日本唯一の防災学部はなくなっても、DIGと防災・危機管理を伝える旅は今日も続いています。

ふたば未来学園高校に

2015-04-08 23:59:07 | 防災学
4月8日は、1970年(昭和45年)に天六ガス爆発事故のあった日。
ただ、恥ずかしながら、火災についてほとんど知識を持たない「旅の坊主」ゆえ、
天六ガス爆発と聞いてもWikiをチェックする学生と大差はない。
ただ、2つ、明確に覚えていることがある。
一つは、労働省に勤めていた亡き父から聞いたこと。
春の人事異動後の歓迎会が開催されていた時に、テレビで(?)事故の報道が流れ、
労働基準局勤めの者ゆえ、歓迎会を打ち切って職場に戻ったというエピソード。
もう一つは、大阪消防局に勤めていたSさんから、阪神淡路大震災後に聞いた話。
天六のガス爆発事故の現場は、阪神淡路大震災よりも凄惨であったということ。
そしてそれゆえ、当時は心のケアなどという言葉はもちろんなかったが、
職員のストレスケアのために幾つかの対応をしたということ。
その経験があったがゆえに、震災直後、現地に入った「旅の坊主」らをカラオケボックスに連れて行き、
ひたすら飲ませ食わせ歌わせ、で、平常心を取り戻させることをやってくれたこと。
それが、心のケアとはどういうものか、についての、実体験に戻付いた教えとなったこと。

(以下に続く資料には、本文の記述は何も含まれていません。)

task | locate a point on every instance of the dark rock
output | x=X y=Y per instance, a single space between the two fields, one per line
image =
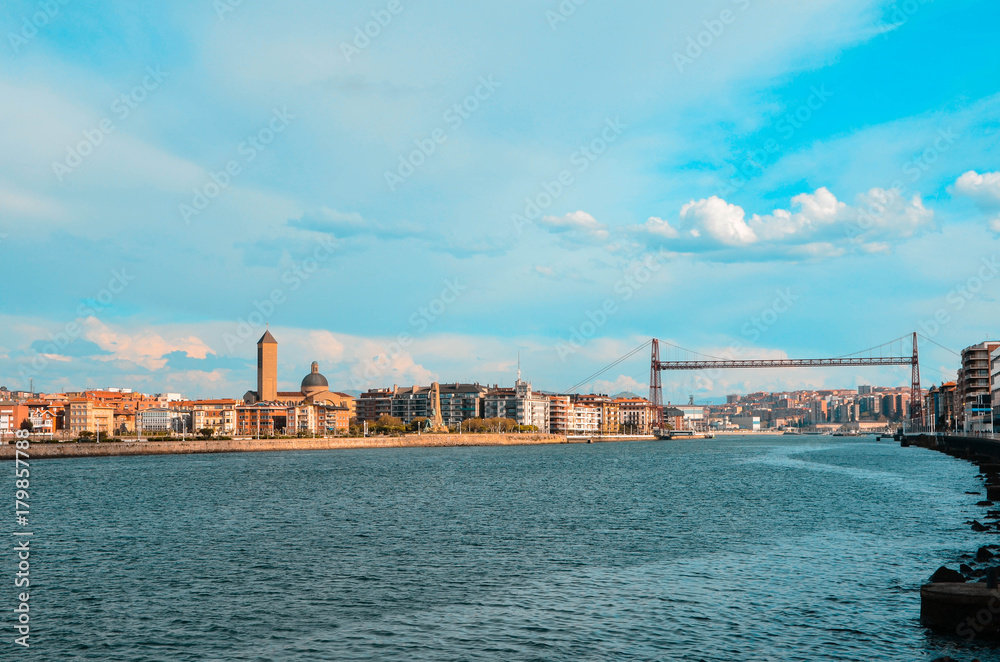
x=946 y=575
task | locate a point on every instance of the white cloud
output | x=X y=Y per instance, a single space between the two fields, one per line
x=722 y=221
x=146 y=348
x=815 y=211
x=662 y=228
x=983 y=188
x=578 y=224
x=19 y=203
x=817 y=224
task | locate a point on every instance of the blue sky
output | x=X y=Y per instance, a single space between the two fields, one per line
x=473 y=182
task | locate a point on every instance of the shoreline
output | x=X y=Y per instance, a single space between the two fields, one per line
x=56 y=450
x=962 y=603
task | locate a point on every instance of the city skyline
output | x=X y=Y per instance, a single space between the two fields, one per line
x=238 y=166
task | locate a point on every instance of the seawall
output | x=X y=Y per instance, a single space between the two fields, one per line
x=72 y=449
x=958 y=445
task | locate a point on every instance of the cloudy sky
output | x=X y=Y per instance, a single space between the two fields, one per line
x=410 y=192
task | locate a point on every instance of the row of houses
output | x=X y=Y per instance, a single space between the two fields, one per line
x=558 y=414
x=121 y=413
x=77 y=415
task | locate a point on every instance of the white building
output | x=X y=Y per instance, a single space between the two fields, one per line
x=751 y=423
x=165 y=420
x=585 y=419
x=518 y=404
x=995 y=383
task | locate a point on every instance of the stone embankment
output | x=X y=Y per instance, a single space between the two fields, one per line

これから先、都市が出来つつある過程で発生した天六ガス爆発とは性格は異なるものの、
都市インフラの老朽化による事故は、多発していくことになるだろう。
新規のインフラ整備ではなく、維持管理コストの低いインフラへの転換が求められている。
その種のビジョン、建設コンサルタント会社の知恵の見せどころ、と思っているが、
さて、いかがか?

ふたば未来学園高校の開学について、いろいろな報道がなされている。
高校の事情についても多少なりとも耳学問が進んでくると、
原発事故によってふるさとを追われたというだけでなく、
統廃合を余儀なくされている事情も透けて見える。
「前例なき環境には前例なき教育を」というキャッチコピーはなるほど魅力的に映るが、
問われるのはこれから先、5年後、10年後の姿だろう。
ゲスト・スピーカーにはそれなりの著名人が集まったようだが、
その質が本当に問われるのは、言うまでもなく担当教員。
兵庫県立舞子高校環境防災科を育てた諏訪先生のような、
この学校・この学科と心中してもよい、という思いを持った先生方がどれほどいるか。

世の中に歴然として存在している高校(や大学)のランキングの中で、
中高一貫の総合学科高校がどういう位置づけにあるか、容易に想像できる。
外部応援団だけではどうにもならない現実もあるだろう。
それらに対して、志は似たようなものを持っている身として何ができるか、
少しは考えてみなくては、と思ったような次第。